Maybe it’s a lesson that everyone can buy in to: if you reduce your weight, you’ll consume less. (This obviously works the other way around.) Perhaps the new Volkswagen Golf (and VW’s new fleet) will serve as inspiration beyond simply improving gas mileage to other areas of everyday life, too (like eating less).
The weight improvements announced by Volkswagen are impressive and useful; the company has lopped 220 pounds off the frame of its forthcoming seventh-generation Golf. Use of stronger steel has minimized metal content, leading to a 23% drop in fuel consumption. These improvements will be shared across 40 additional small and mid-size models, helping reduce production costs and manufacturing time.
That means customers will likely see lower prices for base models of Volkswagens (the money the company saves will be used to upgrade in-car entertainment and help fund new vehicle development). U.S. customers will have to wait for these lightweight Golfs until 2014, though, as VW plans to continue selling the sixth-generation Golf through next year here in the States. When you’re ready to buy one in the States, check out VW of Santa Monica.

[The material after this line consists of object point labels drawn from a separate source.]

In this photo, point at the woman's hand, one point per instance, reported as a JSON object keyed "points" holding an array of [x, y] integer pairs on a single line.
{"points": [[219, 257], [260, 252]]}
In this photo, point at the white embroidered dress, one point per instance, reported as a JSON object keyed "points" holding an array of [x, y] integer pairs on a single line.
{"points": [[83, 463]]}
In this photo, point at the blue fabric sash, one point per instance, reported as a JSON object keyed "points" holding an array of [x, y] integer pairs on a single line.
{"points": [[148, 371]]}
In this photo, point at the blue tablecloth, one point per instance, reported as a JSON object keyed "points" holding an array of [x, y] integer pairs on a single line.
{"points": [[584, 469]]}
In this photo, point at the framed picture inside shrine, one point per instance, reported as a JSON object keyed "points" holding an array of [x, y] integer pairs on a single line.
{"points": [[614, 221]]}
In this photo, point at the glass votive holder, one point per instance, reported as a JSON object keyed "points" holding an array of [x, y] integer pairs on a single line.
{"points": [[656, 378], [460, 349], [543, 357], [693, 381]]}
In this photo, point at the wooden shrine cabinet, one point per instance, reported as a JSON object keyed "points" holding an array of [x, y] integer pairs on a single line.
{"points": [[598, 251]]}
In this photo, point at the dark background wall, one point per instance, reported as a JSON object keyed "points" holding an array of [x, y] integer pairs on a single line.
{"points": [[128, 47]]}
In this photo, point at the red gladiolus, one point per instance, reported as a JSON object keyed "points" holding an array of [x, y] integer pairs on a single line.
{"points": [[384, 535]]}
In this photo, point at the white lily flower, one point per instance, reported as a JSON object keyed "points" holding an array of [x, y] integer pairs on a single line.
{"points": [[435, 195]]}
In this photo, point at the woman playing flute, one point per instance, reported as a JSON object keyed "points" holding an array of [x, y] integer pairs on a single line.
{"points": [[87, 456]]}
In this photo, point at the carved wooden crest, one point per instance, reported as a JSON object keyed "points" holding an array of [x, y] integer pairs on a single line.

All told, the Golf will be lighter, more fuel-efficient, and will churn out 13.9% less CO2 per car.
(Why haven’t car companies figured out the benefits of lighter cars earlier? The new Audi A3 is 176 pounds lighter, and Peugot’s compact car weighs 220 pounds less than the previous iteration. We’re only doing this now?)
All these extras will only help increase Golf sales in Europe, where 493,855 were purchased in 2011, making it the best-selling car in the region.
A lighter society is a happier society!